Will house prices rise or fall this year and the next?
Independent economist Tony Alexander (pictured above) said the New Zealand property market was bottoming out and predicted house prices to increase this year and the next.
“In seasonally adjusted terms, sales have improved about 19% in the past three months, though history suggests this bounce up from the bottom should not be extrapolated,” Alexander said. “Such bounces do not last. Also, average prices have been flat for each of the past three months, again in seasonally adjusted terms.”
But while sales and prices can be reasonably said to have stopped falling in the past two to three months, “saying they are rising is different,” he said.
Alexander cited seven reasons why the downward leg of the cycle was ending:
- Banks have been easing their lending criteria, assisted by the Reserve Bank easing LVR rules and CCCFA regulation changes.
- House prices, on average, are down by more than 18% from their peaks, yet people have jobs and their wages have increased an average 17% since early-2020.
- Rents continue to rise.
- More buyers are looking to buy existing properties, due to stories of people losing their deposits on some new-build projects and because of soaring construction costs.

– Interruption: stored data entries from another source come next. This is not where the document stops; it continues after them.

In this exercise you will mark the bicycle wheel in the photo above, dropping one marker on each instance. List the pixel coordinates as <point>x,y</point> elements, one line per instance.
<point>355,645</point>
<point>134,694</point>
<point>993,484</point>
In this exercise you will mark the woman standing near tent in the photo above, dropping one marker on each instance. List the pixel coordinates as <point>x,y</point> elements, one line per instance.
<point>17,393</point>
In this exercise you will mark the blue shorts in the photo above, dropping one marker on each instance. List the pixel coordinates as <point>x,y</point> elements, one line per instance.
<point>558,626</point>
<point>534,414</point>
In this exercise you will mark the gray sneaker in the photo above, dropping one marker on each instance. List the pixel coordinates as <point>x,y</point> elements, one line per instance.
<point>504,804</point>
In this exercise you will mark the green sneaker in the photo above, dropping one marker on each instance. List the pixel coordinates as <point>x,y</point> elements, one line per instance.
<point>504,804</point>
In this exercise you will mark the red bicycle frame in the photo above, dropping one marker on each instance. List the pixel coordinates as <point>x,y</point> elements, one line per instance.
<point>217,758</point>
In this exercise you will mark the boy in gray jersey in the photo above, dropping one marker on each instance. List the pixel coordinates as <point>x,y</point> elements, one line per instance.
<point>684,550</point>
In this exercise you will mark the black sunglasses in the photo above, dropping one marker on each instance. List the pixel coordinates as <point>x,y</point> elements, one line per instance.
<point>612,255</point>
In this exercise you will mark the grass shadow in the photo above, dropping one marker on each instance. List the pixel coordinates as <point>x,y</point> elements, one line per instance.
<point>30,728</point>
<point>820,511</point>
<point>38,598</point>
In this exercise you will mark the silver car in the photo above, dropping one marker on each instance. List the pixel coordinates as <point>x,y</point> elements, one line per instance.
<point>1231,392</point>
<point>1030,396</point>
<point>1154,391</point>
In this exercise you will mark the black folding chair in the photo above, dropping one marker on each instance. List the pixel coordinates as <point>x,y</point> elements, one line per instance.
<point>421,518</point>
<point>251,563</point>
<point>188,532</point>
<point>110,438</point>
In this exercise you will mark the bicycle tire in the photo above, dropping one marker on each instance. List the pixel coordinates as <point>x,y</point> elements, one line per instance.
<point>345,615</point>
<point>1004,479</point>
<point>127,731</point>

- There is a surge in net migration pressuring the rental sector as well as a rising awareness of the boom and how such surges in the past have affected the housing market.
- There is a view that interest rates have peaked, enabling buyers to see their worst-case scenario for financing costs.
- More than 200,000 migrants are in the process of having their temporary work visas transitioned to residency visas, which in turn, provides them the right to buy a dwelling.
Alexander predicted average house prices to lift by 5% this year and then by 10% the next year. The increase in house prices will likely be driven by the following factors:
- record net migration inflows (ignoring the initial pandemic surge)
- increasing rents
- rising income and saved deposits
- easing lending criteria imposed by banks, the Reserve Bank, and the government
- possible change in government in October and the reintroduction of tax rules encouraging provision of rental accommodation
- rising tourist inflows, which will lead investors to switch to servicing foreigners rather than providing long-term accommodation
- declining volumes of new house construction, as people increasingly switch to buying existing properties, due to a flow of stories of builder collapses and buyer loss of deposits
- activation of a queue of delaying buyers building up since early-2021
Restraining the pace of price rises, Alexander said, would be rising unemployment, though probably not above a 5% rate, as well as the slow decline of interest rates.